Asset Management problembehafteter Immobilien in Bankenorganisationen

Im derzeitigen stagnierenden europäischen makroökonomischen Szenario erleben viele Banken einen exponentiellen Anstieg ihrer ausgefallenen Kredite, da Bankkunden immer mehr Schwierigkeiten haben ihre Schulden zu bezahlen.

Der Einfluss vermehrter notleidender Kredite auf die Bilanz der Banken ist besonders in Regionen mit erschwerten Immobilienmarktkonditionen verheerend, wie beispielsweise Süd- und Osteuropa (z. B. Italien, Griechenland, Balkanstaaten; Hauspreisindex, Eurostat, 2014)oder in Regionen, die den Folgen von Immobilienblasen ausgesetzt sind (z.B. Spanien, Irland).

Die Anzahl der Immobilienprojekte steigt während Immobilienblasen steil an, ebenso deren Marktwerte.
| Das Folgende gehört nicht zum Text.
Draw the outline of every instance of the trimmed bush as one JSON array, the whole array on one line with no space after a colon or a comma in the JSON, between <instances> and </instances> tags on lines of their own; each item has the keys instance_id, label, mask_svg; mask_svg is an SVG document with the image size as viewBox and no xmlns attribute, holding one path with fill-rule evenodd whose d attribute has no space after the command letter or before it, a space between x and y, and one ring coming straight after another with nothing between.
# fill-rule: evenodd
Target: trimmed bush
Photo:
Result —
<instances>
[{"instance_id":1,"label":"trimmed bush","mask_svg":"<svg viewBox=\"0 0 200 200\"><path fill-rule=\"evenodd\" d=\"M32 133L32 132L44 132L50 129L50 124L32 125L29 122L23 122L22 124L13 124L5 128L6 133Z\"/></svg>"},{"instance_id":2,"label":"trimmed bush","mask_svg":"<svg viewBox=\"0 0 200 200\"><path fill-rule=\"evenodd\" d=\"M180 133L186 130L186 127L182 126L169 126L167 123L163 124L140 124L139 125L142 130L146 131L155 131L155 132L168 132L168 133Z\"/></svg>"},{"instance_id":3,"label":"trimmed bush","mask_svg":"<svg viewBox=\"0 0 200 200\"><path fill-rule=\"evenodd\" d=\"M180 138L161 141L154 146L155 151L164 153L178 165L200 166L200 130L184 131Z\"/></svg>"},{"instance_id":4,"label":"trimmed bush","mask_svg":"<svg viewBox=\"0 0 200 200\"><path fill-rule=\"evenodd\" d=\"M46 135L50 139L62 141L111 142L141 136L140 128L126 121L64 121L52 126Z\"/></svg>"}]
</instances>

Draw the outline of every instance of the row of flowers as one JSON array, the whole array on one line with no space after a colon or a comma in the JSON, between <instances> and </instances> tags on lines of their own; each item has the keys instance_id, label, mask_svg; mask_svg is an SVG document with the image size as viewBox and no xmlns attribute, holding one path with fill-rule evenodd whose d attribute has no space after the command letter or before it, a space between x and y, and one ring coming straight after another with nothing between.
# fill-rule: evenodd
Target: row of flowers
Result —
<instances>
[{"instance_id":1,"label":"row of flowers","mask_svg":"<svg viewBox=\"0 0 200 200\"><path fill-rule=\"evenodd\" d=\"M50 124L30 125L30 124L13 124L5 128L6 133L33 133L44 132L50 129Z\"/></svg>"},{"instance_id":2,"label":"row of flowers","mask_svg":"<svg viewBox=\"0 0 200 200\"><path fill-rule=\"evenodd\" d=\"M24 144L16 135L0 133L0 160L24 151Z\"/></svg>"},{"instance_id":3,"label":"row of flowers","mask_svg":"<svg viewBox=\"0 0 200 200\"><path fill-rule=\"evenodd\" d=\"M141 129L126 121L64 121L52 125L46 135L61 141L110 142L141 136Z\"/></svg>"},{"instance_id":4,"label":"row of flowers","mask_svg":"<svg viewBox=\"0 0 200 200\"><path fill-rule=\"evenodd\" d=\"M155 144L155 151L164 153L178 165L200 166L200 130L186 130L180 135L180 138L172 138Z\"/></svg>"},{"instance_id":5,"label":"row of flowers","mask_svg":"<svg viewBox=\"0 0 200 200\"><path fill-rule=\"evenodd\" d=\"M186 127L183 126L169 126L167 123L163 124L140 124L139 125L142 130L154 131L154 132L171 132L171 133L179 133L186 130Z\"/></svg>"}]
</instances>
Diese Entwicklung wird nicht nur durch einen erhöhten Bedarf an Immobilien getrieben, sondern auch durch Spekulationen, dass Immobilienpreise weiterhin steigen werden. Dadurch bedingt wächst auch das Volumen an Immobilienfinanzierungen und Hypothekendarlehen von Banken rasant. Dies wiederum erhöht die Kapitalrücklagen, die eine Bank zurücklegen muss, um potenzielle zukünftige Kreditausfälle decken zu können.

Wenn irgendwann klar wird, dass sich die Immobilienwerte nicht so positiv wie erwartet entwickeln und die Nachfrage auf dem Markt langsam nachlässt können die Immobilienwerte steil abfallen. In Folge sehen Banken einem vermehrten Eigenmittelbedarf entgegen und müssen ausgefallene Kredite abschreiben, falls Schuldner zahlungsunfähig werden.
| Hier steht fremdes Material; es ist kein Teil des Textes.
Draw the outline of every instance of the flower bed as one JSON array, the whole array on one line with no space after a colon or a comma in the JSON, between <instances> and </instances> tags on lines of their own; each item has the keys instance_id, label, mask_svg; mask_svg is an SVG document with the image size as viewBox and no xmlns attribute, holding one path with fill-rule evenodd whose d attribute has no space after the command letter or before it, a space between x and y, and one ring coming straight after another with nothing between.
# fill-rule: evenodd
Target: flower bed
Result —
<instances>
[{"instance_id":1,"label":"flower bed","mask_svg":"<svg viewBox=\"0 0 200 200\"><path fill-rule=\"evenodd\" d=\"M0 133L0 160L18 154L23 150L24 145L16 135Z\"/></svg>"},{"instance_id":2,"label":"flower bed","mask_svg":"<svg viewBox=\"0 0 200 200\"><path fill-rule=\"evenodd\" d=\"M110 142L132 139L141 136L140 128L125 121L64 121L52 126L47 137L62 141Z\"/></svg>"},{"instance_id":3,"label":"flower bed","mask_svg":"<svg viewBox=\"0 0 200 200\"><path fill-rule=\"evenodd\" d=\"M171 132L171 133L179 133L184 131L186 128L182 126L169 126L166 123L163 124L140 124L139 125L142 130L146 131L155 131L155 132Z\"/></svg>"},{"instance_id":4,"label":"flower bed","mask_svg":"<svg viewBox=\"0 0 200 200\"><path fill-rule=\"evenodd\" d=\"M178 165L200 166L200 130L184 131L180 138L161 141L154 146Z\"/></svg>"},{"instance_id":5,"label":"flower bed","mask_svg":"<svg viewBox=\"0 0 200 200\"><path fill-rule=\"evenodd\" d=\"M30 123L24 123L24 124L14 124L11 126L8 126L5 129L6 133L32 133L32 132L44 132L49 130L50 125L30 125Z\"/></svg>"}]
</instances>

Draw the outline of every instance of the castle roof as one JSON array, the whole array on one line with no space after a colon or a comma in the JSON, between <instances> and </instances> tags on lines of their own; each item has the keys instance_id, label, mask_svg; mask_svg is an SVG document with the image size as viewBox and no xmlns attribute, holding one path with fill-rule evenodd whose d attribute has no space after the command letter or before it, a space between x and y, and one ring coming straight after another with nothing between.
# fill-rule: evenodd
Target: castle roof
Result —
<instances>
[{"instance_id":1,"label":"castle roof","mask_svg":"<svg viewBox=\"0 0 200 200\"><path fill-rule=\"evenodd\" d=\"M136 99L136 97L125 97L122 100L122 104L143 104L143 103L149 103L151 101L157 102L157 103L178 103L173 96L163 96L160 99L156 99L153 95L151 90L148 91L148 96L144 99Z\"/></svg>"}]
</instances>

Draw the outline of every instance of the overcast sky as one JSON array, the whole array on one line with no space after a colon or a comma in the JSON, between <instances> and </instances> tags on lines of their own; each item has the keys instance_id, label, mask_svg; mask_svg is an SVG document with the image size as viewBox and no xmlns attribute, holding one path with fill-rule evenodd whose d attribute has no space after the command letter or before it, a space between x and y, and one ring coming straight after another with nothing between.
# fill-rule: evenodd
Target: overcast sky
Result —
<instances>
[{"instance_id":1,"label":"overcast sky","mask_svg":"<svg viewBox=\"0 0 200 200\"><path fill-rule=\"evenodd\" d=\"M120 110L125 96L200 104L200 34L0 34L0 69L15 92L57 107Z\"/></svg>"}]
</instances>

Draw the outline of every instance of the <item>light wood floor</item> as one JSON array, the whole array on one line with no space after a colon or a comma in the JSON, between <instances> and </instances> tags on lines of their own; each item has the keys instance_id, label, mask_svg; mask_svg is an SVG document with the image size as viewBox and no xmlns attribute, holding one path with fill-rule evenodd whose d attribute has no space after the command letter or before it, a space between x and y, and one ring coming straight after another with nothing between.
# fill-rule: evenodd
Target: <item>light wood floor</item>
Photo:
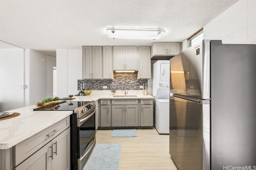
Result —
<instances>
[{"instance_id":1,"label":"light wood floor","mask_svg":"<svg viewBox=\"0 0 256 170\"><path fill-rule=\"evenodd\" d=\"M96 143L121 143L119 170L178 170L169 154L169 135L155 129L137 129L137 137L112 137L112 130L97 130Z\"/></svg>"}]
</instances>

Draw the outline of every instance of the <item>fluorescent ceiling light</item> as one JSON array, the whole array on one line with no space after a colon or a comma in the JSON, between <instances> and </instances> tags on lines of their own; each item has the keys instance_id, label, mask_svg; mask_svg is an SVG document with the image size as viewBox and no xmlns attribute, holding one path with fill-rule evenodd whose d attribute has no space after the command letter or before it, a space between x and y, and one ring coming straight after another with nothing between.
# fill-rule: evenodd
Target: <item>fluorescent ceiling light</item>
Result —
<instances>
[{"instance_id":1,"label":"fluorescent ceiling light","mask_svg":"<svg viewBox=\"0 0 256 170\"><path fill-rule=\"evenodd\" d=\"M116 72L134 72L136 70L116 70Z\"/></svg>"},{"instance_id":2,"label":"fluorescent ceiling light","mask_svg":"<svg viewBox=\"0 0 256 170\"><path fill-rule=\"evenodd\" d=\"M171 71L171 73L184 73L184 71Z\"/></svg>"},{"instance_id":3,"label":"fluorescent ceiling light","mask_svg":"<svg viewBox=\"0 0 256 170\"><path fill-rule=\"evenodd\" d=\"M165 33L160 28L108 27L106 31L109 38L119 39L158 39Z\"/></svg>"}]
</instances>

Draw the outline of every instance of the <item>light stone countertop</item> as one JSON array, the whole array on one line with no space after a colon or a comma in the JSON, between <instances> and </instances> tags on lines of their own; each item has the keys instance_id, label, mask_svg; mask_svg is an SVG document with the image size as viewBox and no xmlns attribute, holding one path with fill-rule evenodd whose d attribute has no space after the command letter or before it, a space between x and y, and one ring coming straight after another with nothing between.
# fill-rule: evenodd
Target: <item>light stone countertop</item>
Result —
<instances>
[{"instance_id":1,"label":"light stone countertop","mask_svg":"<svg viewBox=\"0 0 256 170\"><path fill-rule=\"evenodd\" d=\"M114 96L125 96L124 91L116 90L115 95L110 95L110 90L93 90L89 96L74 96L72 98L75 99L72 101L96 101L99 99L154 99L150 95L142 95L142 90L128 90L128 94L125 97L114 97ZM130 97L129 96L136 96L137 97ZM68 100L67 100L68 101ZM70 100L69 100L70 101Z\"/></svg>"},{"instance_id":2,"label":"light stone countertop","mask_svg":"<svg viewBox=\"0 0 256 170\"><path fill-rule=\"evenodd\" d=\"M20 115L0 121L0 149L17 145L73 113L72 111L33 111L35 105L8 111Z\"/></svg>"},{"instance_id":3,"label":"light stone countertop","mask_svg":"<svg viewBox=\"0 0 256 170\"><path fill-rule=\"evenodd\" d=\"M117 90L116 95L124 95L124 91ZM143 95L142 90L128 90L127 96L137 97L116 97L110 95L110 90L93 90L90 96L74 96L72 101L96 101L101 99L154 99L150 95ZM0 149L7 149L32 137L71 115L73 111L33 111L35 105L9 110L20 115L0 121Z\"/></svg>"}]
</instances>

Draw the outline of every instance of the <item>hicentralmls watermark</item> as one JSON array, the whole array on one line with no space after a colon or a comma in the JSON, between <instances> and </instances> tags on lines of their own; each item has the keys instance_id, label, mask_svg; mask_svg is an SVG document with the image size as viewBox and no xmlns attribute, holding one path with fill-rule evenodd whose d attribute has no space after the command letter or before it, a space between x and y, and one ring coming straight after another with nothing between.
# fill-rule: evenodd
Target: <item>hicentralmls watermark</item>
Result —
<instances>
[{"instance_id":1,"label":"hicentralmls watermark","mask_svg":"<svg viewBox=\"0 0 256 170\"><path fill-rule=\"evenodd\" d=\"M256 170L256 165L245 165L234 166L231 165L223 166L223 170Z\"/></svg>"}]
</instances>

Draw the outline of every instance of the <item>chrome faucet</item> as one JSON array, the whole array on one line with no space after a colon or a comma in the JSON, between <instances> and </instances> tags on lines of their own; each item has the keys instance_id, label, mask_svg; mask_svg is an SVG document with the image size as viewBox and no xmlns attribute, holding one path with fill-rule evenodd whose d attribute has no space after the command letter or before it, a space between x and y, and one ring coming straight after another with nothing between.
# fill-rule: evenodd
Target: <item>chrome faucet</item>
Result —
<instances>
[{"instance_id":1,"label":"chrome faucet","mask_svg":"<svg viewBox=\"0 0 256 170\"><path fill-rule=\"evenodd\" d=\"M123 86L122 87L122 91L123 91ZM126 79L124 80L124 95L126 95L128 94L128 91L126 91Z\"/></svg>"}]
</instances>

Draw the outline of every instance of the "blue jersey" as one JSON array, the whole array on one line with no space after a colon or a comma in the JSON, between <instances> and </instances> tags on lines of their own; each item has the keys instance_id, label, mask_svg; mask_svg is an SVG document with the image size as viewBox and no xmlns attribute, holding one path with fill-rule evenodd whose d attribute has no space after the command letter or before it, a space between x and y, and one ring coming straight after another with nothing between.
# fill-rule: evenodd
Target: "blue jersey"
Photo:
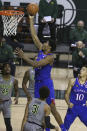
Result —
<instances>
[{"instance_id":1,"label":"blue jersey","mask_svg":"<svg viewBox=\"0 0 87 131\"><path fill-rule=\"evenodd\" d=\"M84 84L80 84L78 78L76 78L75 84L71 89L70 102L75 105L83 105L87 100L87 81Z\"/></svg>"},{"instance_id":2,"label":"blue jersey","mask_svg":"<svg viewBox=\"0 0 87 131\"><path fill-rule=\"evenodd\" d=\"M52 55L52 54L48 54L48 55ZM38 53L37 61L44 59L46 56L47 55L45 55L43 51L41 50ZM52 66L50 64L35 68L35 80L43 80L43 79L51 78L51 69L52 69Z\"/></svg>"}]
</instances>

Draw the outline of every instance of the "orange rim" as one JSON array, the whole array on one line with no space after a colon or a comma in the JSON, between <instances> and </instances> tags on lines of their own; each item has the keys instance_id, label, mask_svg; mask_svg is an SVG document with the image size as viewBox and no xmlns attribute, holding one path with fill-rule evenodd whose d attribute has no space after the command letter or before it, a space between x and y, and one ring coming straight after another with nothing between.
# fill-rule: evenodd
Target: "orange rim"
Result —
<instances>
[{"instance_id":1,"label":"orange rim","mask_svg":"<svg viewBox=\"0 0 87 131\"><path fill-rule=\"evenodd\" d=\"M23 15L23 11L16 11L16 10L2 10L0 11L0 15L5 15L5 16L12 16L12 15Z\"/></svg>"}]
</instances>

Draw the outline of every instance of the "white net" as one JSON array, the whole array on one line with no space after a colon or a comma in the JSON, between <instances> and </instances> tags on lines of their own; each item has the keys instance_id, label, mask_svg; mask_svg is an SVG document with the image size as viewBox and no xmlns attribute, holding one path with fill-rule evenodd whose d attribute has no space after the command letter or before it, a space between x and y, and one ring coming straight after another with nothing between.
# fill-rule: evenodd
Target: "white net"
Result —
<instances>
[{"instance_id":1,"label":"white net","mask_svg":"<svg viewBox=\"0 0 87 131\"><path fill-rule=\"evenodd\" d=\"M2 15L3 26L4 26L3 35L15 36L17 33L18 23L20 22L23 16L24 14Z\"/></svg>"}]
</instances>

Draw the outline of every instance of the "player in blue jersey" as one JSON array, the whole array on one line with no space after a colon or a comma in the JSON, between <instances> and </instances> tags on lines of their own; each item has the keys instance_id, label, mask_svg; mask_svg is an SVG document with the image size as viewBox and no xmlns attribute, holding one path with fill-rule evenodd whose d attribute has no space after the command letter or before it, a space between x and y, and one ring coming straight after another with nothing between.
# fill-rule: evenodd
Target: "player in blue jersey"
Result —
<instances>
[{"instance_id":1,"label":"player in blue jersey","mask_svg":"<svg viewBox=\"0 0 87 131\"><path fill-rule=\"evenodd\" d=\"M76 117L87 126L87 68L82 67L80 75L69 81L65 94L68 110L65 116L64 125L69 130Z\"/></svg>"},{"instance_id":2,"label":"player in blue jersey","mask_svg":"<svg viewBox=\"0 0 87 131\"><path fill-rule=\"evenodd\" d=\"M35 28L34 28L34 16L29 16L30 18L30 29L33 41L36 47L39 49L37 60L33 61L29 58L26 58L23 51L16 49L16 53L23 58L27 63L31 64L35 68L35 97L39 98L39 89L42 86L47 86L50 89L50 95L47 98L47 103L51 107L51 112L54 115L57 123L60 125L62 131L66 131L63 125L60 114L56 110L55 106L55 96L54 96L54 86L53 80L51 79L51 69L54 62L53 54L51 53L55 50L55 42L49 40L45 43L41 43L37 37ZM47 129L49 131L50 129Z\"/></svg>"},{"instance_id":3,"label":"player in blue jersey","mask_svg":"<svg viewBox=\"0 0 87 131\"><path fill-rule=\"evenodd\" d=\"M10 75L9 63L4 63L0 75L0 113L2 112L6 131L12 131L11 126L11 94L14 88L15 104L18 104L18 81Z\"/></svg>"}]
</instances>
Da sich die allgemeinen europäischen wirtschaftlichen Rahmenbedingungen verschlechtert haben, hat sich zeitgleich auch der regulatorische Druck auf Bankenorganisationen in den vergangenen Jahren erhöht, vor allem hinsichtlich der Genauigkeit der Methoden von Banken, die für die Bewertung und das Reporting von Sicherheiten verwendet werden. Dies bestätigte zudem der kürzlich von der Europäischen Zentralbank durchgeführte Asset Quality Review (“Aggregate report on the comprehensive assessment”, Europäische Zentralbank, 2014).
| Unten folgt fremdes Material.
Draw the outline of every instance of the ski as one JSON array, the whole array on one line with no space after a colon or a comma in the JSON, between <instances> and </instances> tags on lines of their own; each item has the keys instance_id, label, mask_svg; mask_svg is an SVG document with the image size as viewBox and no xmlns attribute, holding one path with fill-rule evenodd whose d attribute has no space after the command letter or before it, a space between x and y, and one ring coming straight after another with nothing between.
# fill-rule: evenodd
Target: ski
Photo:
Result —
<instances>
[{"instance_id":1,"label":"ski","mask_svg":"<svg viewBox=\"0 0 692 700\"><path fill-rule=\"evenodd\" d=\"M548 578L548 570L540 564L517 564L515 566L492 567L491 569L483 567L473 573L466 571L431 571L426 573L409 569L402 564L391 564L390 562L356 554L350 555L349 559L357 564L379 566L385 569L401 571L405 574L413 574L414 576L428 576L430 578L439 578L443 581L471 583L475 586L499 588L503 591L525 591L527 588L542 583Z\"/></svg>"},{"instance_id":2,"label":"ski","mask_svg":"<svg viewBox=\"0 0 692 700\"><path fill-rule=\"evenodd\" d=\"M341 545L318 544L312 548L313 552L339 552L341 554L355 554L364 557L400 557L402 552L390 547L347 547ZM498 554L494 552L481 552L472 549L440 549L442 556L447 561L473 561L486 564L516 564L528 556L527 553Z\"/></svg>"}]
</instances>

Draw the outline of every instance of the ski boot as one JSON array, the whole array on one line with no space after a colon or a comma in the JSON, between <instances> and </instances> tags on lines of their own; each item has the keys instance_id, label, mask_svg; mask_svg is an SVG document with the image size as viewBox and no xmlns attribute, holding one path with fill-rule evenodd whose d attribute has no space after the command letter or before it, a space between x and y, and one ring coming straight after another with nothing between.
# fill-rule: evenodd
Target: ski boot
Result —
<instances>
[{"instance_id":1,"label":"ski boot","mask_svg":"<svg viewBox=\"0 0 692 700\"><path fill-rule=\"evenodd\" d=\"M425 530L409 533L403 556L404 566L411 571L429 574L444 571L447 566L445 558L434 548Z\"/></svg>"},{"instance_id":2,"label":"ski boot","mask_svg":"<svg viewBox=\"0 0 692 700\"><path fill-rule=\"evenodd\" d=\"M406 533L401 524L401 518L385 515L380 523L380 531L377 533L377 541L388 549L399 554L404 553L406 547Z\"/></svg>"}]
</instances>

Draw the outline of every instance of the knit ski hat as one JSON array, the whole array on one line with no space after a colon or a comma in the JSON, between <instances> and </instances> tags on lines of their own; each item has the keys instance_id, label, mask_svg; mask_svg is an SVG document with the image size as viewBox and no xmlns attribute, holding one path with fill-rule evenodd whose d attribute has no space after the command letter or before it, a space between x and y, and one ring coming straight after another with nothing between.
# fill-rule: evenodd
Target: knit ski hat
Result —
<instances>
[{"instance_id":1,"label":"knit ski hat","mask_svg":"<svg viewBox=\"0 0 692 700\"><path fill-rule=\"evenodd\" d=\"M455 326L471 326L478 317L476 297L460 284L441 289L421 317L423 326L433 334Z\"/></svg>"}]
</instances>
Dieses Szenario härterer wirtschaftlicher Rahmenbedingungen und strengerer Überwachung durch Aufsichtsbehörden hat immer mehr Banken dazu gezwungen, das Management problembehafteter Immobilienvermögen (d.h. der Pool an Immobilienvermögen, das die Bank als Sicherheit für ihre notleidenden Kredite gebucht hat) zu überprüfen. Ziel ist es, die Stellhebel zu identifizieren, die für einen kompetenteren Ansatz für Immobilienmanagement erforderlich sind (z. B. Funktionen, Richtlinien, Entscheidungsträger etc.).

Dieser Bedarf ist besonders für mittlere und große Bankengruppen von Bedeutung, die eine Vielzahl von Tochterunternehmen umfassen und in Ländern mit hohen Kreditausfällen tätig sind. Jedoch fehlt es ihnen vielfach an den Fertigkeiten (z. B. in der Qualitätsbewertung der Immobilienvermögenswerte, in der direkten Immobilienentwicklung, in der Vorhersage der zukünftigen Marktentwicklungen) und den Organisationsstrukturen (z. B. dedizierte interne Abteilungen, Richtlinien und Prozesse etc.), die für eine koordinierte Managementstrategie für problembehaftete Immobiliensicherheiten innerhalb eines Konzerns vonnöten sind.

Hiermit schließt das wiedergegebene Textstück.